Hypothesis

In aged cells, autophagic flux is actively blocked not only by canonical signaling inhibitors (mTORC1, Rubicon, EP300, STK4) but also by the sequestration of the ULK1 initiation complex into inhibitory biomolecular condensates formed by age‑upregulated RNA‑binding proteins. This condensate‑mediated trap creates a reversible, mTORC1‑independent layer of suppression that explains why autophagy can be re‑activated only when both signaling and condensate barriers are overcome.

Mechanistic Basis

• Persistent mTORC1 hyperactivation keeps ULK1 phosphorylated at inhibitory sites, preventing complex assembly [1].
• Rubicon accumulation blocks VPS34 lipid kinase activity, hindering phagophore nucleation [2].
• Cytoplasmic EP300 and STK4/MST1 further acetylate or phosphorylate core autophagy proteins, adding layers of inhibition [4][5].
• With age, cytoplasmic levels of low‑complexity RNA‑binding proteins such as TIA1 and G3BP1 rise, promoting liquid‑liquid phase separation (LLPS) that captures ULK1, ATG13 and FIP200 into dynamic granules [7].
• These condensates sequester the ULK1 complex away from phosphatases and upstream activators, rendering mTORC1 inhibition insufficient to restore initiation.
• The condensates are stable under nutrient‑poor conditions, providing a mechanistic basis for the observed persistence of autophagy suppression even when mTORC1 is pharmacologically inhibited.

Testable Predictions

1. Condensate colocalization – In fibroblasts from old mice (or human donors >65 y), endogenous ULK1 will show increased puncta that co‑localize with TIA1/G3BP1, a signal absent in young cells. This can be quantified by immunofluorescence and Pearson’s coefficient.
2. FRAP mobility – Fluorescence recovery after photobleaching of GFP‑ULK1 will be significantly slower in aged cells, indicating reduced diffusion due to condensate binding; treatment with 1,6‑hexanediol or PRMT5 inhibitor (which dissolves LLPS) will restore rapid recovery.
3. Functional rescue – Disrupting condensates (1,6‑hexanediol 0.5 % for 10 min or genetic knock‑down of TIA1) will increase LC3‑II turnover and p62 degradation in aged fibroblasts even when mTORC1 remains active (verified by phospho‑S6K staining).

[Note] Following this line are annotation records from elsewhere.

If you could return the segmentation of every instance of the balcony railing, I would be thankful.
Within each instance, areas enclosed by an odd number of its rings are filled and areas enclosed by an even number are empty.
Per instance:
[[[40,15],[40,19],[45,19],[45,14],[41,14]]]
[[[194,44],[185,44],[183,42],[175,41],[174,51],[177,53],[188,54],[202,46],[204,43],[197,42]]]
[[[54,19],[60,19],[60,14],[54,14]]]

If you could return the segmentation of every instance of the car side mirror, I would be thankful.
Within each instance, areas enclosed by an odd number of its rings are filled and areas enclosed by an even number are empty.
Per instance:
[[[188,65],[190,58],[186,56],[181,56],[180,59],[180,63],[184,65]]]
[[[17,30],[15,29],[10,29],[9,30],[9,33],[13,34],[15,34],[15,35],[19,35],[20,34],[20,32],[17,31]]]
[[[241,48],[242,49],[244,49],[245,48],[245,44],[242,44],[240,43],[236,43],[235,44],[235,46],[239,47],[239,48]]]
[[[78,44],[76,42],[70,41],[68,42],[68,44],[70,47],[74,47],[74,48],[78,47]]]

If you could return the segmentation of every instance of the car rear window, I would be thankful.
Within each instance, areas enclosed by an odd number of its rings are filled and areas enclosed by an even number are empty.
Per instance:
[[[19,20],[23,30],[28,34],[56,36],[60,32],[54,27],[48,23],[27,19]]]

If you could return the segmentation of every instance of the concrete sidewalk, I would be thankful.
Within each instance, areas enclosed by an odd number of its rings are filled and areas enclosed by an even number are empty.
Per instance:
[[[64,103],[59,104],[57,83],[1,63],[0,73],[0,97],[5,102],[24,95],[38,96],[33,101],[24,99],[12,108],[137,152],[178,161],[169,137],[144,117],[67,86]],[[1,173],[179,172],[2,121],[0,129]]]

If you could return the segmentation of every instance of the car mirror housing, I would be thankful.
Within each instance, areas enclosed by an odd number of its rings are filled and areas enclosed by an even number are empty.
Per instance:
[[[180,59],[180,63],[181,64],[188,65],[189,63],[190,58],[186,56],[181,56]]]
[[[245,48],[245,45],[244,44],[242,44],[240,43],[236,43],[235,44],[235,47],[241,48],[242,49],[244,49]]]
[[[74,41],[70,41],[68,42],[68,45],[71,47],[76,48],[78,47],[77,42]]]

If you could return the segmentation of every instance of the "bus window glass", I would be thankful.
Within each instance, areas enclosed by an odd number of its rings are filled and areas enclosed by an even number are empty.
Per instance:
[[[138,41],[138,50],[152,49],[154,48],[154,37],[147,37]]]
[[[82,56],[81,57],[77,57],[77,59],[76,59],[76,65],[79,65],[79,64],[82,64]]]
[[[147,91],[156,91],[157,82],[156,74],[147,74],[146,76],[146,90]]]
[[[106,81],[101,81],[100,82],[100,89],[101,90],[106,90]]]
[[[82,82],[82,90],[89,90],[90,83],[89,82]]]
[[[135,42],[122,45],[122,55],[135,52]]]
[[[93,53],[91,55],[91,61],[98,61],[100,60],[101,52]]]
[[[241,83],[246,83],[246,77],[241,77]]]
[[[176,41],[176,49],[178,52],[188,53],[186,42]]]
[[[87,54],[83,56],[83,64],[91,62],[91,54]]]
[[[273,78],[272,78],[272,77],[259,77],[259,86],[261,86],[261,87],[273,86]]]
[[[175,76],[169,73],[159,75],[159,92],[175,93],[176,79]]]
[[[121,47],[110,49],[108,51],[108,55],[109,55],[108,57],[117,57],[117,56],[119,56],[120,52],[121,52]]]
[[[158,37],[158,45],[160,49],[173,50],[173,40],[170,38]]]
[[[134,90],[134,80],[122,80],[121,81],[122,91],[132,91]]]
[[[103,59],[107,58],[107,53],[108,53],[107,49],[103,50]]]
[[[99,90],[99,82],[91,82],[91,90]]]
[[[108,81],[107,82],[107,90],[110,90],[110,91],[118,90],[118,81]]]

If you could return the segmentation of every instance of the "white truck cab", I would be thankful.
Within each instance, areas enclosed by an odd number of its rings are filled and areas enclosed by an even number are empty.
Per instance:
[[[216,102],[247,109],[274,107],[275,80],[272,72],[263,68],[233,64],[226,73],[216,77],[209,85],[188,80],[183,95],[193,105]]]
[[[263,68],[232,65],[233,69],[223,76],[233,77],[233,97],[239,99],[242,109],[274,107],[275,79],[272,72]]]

Conversely, forcing condensate formation in young cells (over‑expressing TIA1 low‑complexity domain) will suppress autophagy despite nutrient starvation.
4. In vivo relevance – Administering a BBB‑permeant LLPS modulator (e.g., APTES) to aged mice will improve lysosomal flux in brain and muscle, reducing age‑related phenotypes such as frailty or α‑synuclein accumulation, without altering mTORC1 activity.

Potential Challenges

• Condensate disruptors may have off‑target effects on other RNA‑protein granules; controls using non‑hydrolytic analogs and rescue with condensate‑resistant ULK1 mutants are needed.
• Tissue‑specific differences in Rubicon (e.g., adipose) could modulate condensate formation; experiments should be performed in multiple tissues to map context‑dependency.
• The hypothesis predicts that mTORC1 inhibition alone will not fully rescue autophagy in aged cells if condensates persist; a combined approach (rapamycin + LLPS modulator) should be synergistic, a testable interaction.